In December 2019, the FASB issued ASU No. 2019-12, Income Taxes (Topic 740): Simplifying the Accounting for Income Taxes, which amends the existing guidance to reduce complexity relating to Income Tax disclosures. PG&E Corporation and the Utility adopted this ASU on January 1, 2021. There was no material impact to PG&E Corporation’s or the Utility’s Condensed Consolidated Financial Statements and the related disclosures resulting from the adoption of this ASU.
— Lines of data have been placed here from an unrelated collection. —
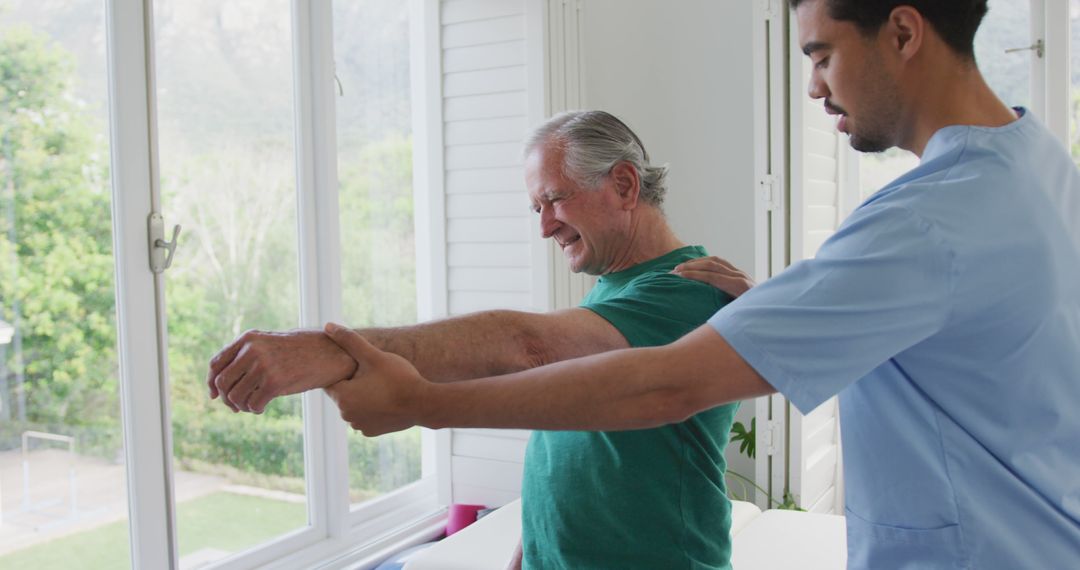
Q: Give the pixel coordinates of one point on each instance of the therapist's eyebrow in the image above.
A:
(810, 48)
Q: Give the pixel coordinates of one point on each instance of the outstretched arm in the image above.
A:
(619, 390)
(259, 366)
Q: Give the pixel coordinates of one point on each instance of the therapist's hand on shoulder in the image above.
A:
(383, 394)
(259, 366)
(716, 272)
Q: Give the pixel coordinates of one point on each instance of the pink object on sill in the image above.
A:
(461, 516)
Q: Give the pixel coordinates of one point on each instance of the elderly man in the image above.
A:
(945, 312)
(643, 499)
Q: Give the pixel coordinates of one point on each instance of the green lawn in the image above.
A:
(221, 520)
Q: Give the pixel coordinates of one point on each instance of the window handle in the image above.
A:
(1039, 48)
(161, 252)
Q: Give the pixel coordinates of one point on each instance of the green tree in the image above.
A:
(55, 240)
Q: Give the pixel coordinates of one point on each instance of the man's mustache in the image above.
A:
(834, 108)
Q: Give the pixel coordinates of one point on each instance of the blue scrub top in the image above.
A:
(945, 312)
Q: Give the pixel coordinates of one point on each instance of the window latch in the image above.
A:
(1039, 48)
(161, 252)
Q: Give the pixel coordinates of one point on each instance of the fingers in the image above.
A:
(243, 390)
(356, 345)
(220, 361)
(716, 272)
(231, 375)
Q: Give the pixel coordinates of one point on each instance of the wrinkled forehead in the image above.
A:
(815, 27)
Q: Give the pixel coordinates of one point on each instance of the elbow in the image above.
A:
(666, 406)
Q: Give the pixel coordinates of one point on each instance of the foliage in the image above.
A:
(747, 446)
(745, 438)
(207, 524)
(237, 269)
(55, 249)
(378, 267)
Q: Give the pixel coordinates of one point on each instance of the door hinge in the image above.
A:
(770, 9)
(767, 192)
(771, 438)
(161, 252)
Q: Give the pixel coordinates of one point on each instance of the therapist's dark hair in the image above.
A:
(955, 21)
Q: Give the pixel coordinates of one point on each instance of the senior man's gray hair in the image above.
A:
(593, 143)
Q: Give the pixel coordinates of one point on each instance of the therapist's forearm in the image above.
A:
(620, 390)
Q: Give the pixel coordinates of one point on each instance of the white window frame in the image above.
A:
(1051, 73)
(337, 533)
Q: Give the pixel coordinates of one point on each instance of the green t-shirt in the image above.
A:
(649, 499)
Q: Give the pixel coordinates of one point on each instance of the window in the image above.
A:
(229, 149)
(375, 176)
(1007, 26)
(62, 461)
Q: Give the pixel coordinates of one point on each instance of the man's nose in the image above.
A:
(817, 87)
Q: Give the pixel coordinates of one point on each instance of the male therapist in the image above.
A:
(645, 499)
(945, 312)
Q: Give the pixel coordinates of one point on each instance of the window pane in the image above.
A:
(225, 118)
(375, 174)
(63, 490)
(1075, 73)
(1007, 26)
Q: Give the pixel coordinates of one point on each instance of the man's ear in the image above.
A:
(628, 184)
(906, 30)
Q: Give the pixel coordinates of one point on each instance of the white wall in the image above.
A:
(679, 73)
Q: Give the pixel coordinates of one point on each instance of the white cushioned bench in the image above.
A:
(766, 541)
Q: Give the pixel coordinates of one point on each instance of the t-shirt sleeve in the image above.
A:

Accounting Standards Issued But Not Yet Adopted

Debt

In August 2020, the FASB issued ASU No. 2020-06, Debt - Debt with Conversion and Other Options (Subtopic 470-20) and Derivatives and Hedging - Contracts in Entity’s Own Equity (Subtopic 815-40): Accounting for Convertible Instruments and Contracts in an Entity’s Own Equity, which simplifies the accounting for certain financial instruments with characteristics of liabilities and equity, including convertible instruments and contracts on an entity’s own equity. This ASU will be effective for PG&E Corporation and the Utility on January 1, 2022, with early adoption permitted. PG&E Corporation and the Utility are currently evaluating the impact the guidance will have on their Condensed Consolidated Financial Statements and related disclosures.